But a shed load of buses recently to get us out of Mysore (before James got any grumpier) and down to Kerala. The journey between Mysore and Kochi was 14 hours by bus which did not fill us with joy, so we decided to have a pit stop in Ootacamund, playground of the British Colonials (snooker was invented in the Ooty club while Lloyd George was getting smashed on gin and shouted ’snooker’ at a local). Before we even got there the detour was worthwhile thanks to a truly beautiful ride through the Nilgiri mountains – the little road ascended through mile after mile of tall bamboo forest before the landscape opened out to reveal steep, rolling mountains faces covered by acres of tea bushes. No wonder the British liked it up there, it’s 10 degrees cooler and there’s enough tea to sink an army of elephants.

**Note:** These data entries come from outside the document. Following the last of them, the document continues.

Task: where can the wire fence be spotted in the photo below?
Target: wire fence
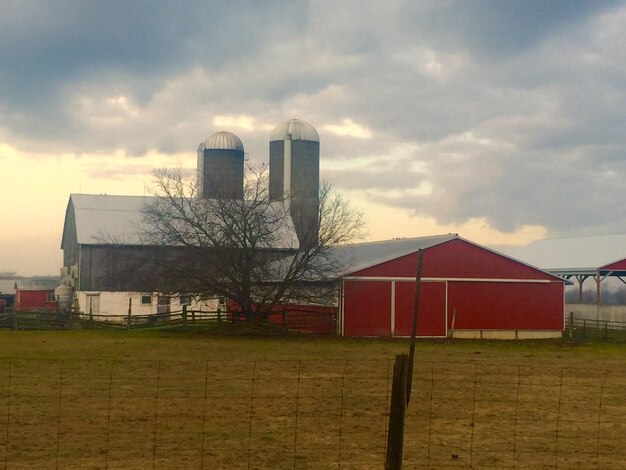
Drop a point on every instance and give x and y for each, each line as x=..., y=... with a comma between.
x=230, y=414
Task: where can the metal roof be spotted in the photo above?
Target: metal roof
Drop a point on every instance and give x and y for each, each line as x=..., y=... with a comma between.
x=581, y=255
x=363, y=255
x=222, y=140
x=103, y=219
x=36, y=284
x=294, y=129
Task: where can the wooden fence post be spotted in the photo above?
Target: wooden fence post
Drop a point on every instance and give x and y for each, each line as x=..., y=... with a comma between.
x=397, y=411
x=571, y=324
x=130, y=311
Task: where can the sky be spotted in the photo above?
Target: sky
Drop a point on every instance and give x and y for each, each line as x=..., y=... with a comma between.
x=500, y=120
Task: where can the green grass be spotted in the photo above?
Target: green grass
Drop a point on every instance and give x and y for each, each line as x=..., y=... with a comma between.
x=196, y=399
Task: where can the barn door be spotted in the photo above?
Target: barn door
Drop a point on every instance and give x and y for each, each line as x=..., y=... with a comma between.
x=163, y=305
x=93, y=304
x=431, y=320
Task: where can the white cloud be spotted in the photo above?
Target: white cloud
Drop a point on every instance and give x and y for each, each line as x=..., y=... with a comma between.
x=349, y=129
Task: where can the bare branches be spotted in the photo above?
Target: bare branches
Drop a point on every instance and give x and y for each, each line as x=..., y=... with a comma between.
x=245, y=250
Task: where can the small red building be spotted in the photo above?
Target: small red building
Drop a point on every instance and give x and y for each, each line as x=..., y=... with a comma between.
x=33, y=294
x=466, y=291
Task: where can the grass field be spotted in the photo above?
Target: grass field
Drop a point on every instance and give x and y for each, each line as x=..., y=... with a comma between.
x=172, y=399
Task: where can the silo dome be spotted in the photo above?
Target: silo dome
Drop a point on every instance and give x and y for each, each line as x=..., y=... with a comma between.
x=294, y=129
x=223, y=141
x=220, y=166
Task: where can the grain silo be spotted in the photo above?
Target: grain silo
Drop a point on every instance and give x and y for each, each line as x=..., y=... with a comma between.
x=295, y=174
x=220, y=166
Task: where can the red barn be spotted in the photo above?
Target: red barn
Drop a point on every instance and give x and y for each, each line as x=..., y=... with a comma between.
x=467, y=291
x=35, y=294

We aso learnt an intersting fact: 30 seater buses with 48 people on board can overtake Land Rovers, in second gear, on hair pin bends.
Ooty itself seems to have gone to the dogs a bit recently (what ho, old chap) although we found a great curry house full of middle class Indians on their holidays and stayed at a very cheap hostel. The following morning we decided it didn’t have much else to offer and hopped on a 3 hour bus through equally beautiful scenery to Coimbatore. I have nothing to say about Combiatiore except that it made Ooty look like Florence, so we swiftly hopped on another bus which took us out of Tamil Nadu and into Kerala.

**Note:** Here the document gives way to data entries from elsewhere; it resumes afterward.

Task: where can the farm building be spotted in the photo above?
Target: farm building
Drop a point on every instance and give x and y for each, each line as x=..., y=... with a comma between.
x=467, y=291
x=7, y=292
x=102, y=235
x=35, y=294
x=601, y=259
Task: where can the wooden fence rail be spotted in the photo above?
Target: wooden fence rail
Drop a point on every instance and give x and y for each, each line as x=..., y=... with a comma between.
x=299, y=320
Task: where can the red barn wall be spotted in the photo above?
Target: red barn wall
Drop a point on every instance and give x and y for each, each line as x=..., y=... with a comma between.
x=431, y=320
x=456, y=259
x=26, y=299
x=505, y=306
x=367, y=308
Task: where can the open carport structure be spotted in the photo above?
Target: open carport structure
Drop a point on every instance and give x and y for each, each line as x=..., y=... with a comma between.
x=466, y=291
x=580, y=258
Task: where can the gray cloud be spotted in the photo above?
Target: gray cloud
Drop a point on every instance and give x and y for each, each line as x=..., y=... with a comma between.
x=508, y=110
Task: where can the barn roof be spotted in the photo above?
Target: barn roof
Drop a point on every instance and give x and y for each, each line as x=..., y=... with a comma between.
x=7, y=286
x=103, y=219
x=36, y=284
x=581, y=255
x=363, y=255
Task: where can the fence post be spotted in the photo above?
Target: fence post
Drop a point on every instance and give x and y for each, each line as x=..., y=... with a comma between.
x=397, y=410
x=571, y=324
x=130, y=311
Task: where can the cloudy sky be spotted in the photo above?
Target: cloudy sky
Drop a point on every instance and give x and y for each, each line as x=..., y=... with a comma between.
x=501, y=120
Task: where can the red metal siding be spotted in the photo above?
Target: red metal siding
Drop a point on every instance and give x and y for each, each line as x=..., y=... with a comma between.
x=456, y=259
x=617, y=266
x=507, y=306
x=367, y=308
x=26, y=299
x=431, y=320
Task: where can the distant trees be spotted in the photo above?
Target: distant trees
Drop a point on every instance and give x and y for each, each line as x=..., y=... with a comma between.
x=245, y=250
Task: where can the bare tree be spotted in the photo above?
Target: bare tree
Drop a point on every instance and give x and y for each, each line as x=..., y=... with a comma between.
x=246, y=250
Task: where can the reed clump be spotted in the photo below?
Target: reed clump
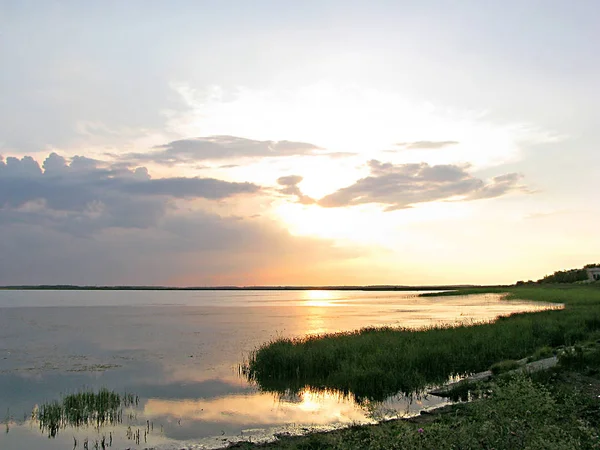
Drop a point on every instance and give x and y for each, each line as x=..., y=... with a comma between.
x=372, y=364
x=83, y=409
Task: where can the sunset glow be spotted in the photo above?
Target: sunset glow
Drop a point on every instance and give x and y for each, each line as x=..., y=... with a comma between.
x=368, y=143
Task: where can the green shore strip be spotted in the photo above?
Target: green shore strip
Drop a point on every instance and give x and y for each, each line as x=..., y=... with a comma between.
x=374, y=363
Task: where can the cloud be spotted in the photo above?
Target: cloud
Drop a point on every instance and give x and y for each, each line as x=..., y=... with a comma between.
x=403, y=185
x=426, y=144
x=84, y=186
x=290, y=187
x=219, y=148
x=82, y=221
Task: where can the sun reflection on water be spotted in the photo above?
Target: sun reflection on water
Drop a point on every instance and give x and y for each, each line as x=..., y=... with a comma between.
x=318, y=298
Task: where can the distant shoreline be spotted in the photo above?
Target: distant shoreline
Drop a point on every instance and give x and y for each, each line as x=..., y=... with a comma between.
x=59, y=287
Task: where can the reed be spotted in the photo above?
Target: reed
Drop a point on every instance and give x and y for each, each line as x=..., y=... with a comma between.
x=82, y=409
x=372, y=364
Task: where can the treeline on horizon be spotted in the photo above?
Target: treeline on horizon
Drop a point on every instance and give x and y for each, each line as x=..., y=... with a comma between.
x=71, y=287
x=564, y=276
x=560, y=276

Kerala is very different from most of the other states we’ve passed through. To begin with, the elected state goverment is communist and there are Soviet hammer and sickles everywhere you look. Secondly, there seems to be less poverty, more employment and a higher literacy rate than anywhere else we’ve been (no doubt the diehard Reds amongst you (mother) would attribute this to the Communist goverance, but the tourist attractions can’t hurt its economy either). Thirdly, and best of all, they serve beer out of tea pots into china cups. The state goverment places very tight restrictions on alcohol but they also know that a beer helps to loosen tourist purse strings so, in true communist style, they turn a blind eye as long as a) it doesn’t appear on menus and b) comes out of teapots.

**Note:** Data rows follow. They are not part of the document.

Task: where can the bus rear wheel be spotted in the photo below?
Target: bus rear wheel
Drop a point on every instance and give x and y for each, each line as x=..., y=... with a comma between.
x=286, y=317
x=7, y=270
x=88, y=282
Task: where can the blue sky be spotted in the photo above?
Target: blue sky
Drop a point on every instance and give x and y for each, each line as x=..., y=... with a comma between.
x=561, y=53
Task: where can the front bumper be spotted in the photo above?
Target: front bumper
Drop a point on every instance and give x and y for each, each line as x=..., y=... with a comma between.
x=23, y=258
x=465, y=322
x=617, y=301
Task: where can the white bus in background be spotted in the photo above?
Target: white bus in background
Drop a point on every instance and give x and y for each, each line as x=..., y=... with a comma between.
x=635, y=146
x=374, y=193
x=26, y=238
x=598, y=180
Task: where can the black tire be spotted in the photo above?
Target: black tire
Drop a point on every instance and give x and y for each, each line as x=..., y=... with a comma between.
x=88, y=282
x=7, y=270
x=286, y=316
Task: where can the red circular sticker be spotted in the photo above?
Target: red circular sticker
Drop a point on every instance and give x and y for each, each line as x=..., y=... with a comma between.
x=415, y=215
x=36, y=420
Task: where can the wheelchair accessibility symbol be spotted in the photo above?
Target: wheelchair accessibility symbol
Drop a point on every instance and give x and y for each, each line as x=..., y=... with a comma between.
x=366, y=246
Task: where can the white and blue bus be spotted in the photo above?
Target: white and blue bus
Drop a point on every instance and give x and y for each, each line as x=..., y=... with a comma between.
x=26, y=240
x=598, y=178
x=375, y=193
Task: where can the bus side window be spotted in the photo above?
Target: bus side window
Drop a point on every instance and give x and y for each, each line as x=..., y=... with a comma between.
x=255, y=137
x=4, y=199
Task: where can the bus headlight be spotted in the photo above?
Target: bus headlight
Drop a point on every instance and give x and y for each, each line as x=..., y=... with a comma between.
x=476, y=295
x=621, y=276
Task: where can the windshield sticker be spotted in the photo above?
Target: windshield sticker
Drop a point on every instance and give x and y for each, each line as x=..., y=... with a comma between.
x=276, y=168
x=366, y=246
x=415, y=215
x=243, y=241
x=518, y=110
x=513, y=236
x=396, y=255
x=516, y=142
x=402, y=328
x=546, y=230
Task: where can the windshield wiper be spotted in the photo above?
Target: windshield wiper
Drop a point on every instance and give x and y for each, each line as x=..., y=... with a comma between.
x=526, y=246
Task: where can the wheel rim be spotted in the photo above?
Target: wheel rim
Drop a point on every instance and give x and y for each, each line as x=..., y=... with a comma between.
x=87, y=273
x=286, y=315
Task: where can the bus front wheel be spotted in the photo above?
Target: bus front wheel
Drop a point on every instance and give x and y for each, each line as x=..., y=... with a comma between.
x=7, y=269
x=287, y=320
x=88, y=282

We spent two days in Kochi, which is my favourite city so far: a network of cheap and regular ferries link the various parts of the city which meant we could stay in the industrial, commercial (kind to the budget) area of Ernakulem, then hop over to Fort Kochi where the Portugese and Dutch made everything pretty, before heading to the brilliantly named Jew Town, where all the expensive shops are. Here’s a conversation I heard in a bookshop:
Shopkeeper (to a group of earnest Americans): “Here we have a section on Kerala’s History – I would recommend this book about Kochin’s Jewish population. It is very controversial.”
American: “Why is it controversial?’
Shopkeeper (long pause): “Because it is about Jews”
American (knowingly): “I see…how much?”
All in all Kochin is great, but it does share one feature with every other urban area we’ve been to – it smells. Sweat, diesel fumes, sandal wood, spicey fried street food, cardamon, cow dung, raw (sometime rotting) fish, varnish, shampoo, jasmine flowers, human effluence, scorched tyre rubber, woodsmoke, vomit, sulphur, sugar, ghee: I smelled every one of these things on the way from Kochin down the coast yesterday…not all bad smells (although the effluence and diesel fumes are probably the most common in the cities) but put them together and they can result in complete sensory overload even if you keep your eyes and ears closed for the day (impossible unless you want to fall under a bus/train/cow/rickshaw/motorbike). It keeps taking me by surprise – I feel totally acclimatised then get another weird moment of India-induced disorientation.
Since Kochin we have survived 4 more buses got us to Karvala, a lovely little village in South Kerala, to recuperate from a week of sweaty travel. In other news, over the past few days I have managed to get a cold (how? HOW?), a hangover (I know how – stupid tea pots) and a sharp dose of Delhi Belly (I have a few suspects). James is as fit as a fiddle, which has put me into a black, black mood. I intend to poison his Masala tonight.
N.B. James has temporarily suspended camera duties as we are revisiting Kochin and Karvala with Matt.